Sì, c’è molta letteratura in questo romanzo dai personaggi stralunati. Un raccoglitore di pigne che parla solo in versi e un ragazzino poeta, innamorato della letteratura, che compra libri al mercato nero e copia con la vecchia macchina da scrivere le poesie di Pasternak, Il maestro e Margherita, e tutto quanto riesce a trovare in biblioteca, perché “non si può vivere senza”.
E di avventura in avventura, tra qualche eccesso di stravaganza e qualche didascalia di troppo il romanzo volge al termine, o meglio al prologo, con una profezia per chi legge.
“ L’unica cosa che può sopprimere per sempre la guerra è un cambiamento della psiche umana. In chi salirà in volo sopra la Terra e la vedrà in tutta la sua bellezza e fragilità avverrà un cambiamento psicologico. Dapprima saranno unità, poi centinaia, poi milioni. Sarà un’altra civiltà, un’altra umanità. Apprezzerà in modo totalmente nuovo la bellezza della terra, il sapore di ogni sua bacca…”
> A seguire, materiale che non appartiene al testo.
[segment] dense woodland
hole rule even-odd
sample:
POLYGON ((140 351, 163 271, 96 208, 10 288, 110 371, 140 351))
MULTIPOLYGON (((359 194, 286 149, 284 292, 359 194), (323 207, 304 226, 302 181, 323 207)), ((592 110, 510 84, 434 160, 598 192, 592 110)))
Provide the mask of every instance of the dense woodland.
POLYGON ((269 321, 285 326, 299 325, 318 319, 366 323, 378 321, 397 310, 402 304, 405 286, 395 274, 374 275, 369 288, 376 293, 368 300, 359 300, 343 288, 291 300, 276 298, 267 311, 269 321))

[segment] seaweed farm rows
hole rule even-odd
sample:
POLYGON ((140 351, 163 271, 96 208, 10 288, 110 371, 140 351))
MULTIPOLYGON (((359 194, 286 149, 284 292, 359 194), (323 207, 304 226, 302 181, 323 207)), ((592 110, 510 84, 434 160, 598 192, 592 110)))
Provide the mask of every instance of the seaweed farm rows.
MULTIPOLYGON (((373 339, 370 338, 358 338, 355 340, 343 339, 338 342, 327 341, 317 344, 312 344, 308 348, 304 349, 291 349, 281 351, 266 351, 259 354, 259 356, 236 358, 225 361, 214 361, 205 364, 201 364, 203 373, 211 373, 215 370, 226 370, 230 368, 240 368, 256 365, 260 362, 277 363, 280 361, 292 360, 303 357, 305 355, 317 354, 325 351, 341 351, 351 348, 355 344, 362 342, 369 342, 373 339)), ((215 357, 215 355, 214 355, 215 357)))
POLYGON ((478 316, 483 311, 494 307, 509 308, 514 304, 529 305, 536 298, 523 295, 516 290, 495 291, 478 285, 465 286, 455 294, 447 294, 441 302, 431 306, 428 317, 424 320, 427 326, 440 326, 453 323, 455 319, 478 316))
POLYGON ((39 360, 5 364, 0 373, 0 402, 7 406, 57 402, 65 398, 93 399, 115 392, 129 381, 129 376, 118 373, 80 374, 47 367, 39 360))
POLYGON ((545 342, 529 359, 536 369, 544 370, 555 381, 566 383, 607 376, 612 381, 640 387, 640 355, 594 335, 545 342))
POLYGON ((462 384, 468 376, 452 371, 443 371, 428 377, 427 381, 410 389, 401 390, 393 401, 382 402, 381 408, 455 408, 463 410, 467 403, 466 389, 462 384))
Forse proprio questo siamo, noi che leggiamo: cercatori di profezie.
Daniela Bianco
[1] Evgenij Evtušenko, nato a Zima (Urss - Siberia) il 18.7.1932 e morto a Tulsa (USA) il 1.4.2017, è stato un poeta, scrittore, fotografo e regista. Prese il cognome dalla madre, nota cantante lirica di origine ucraina.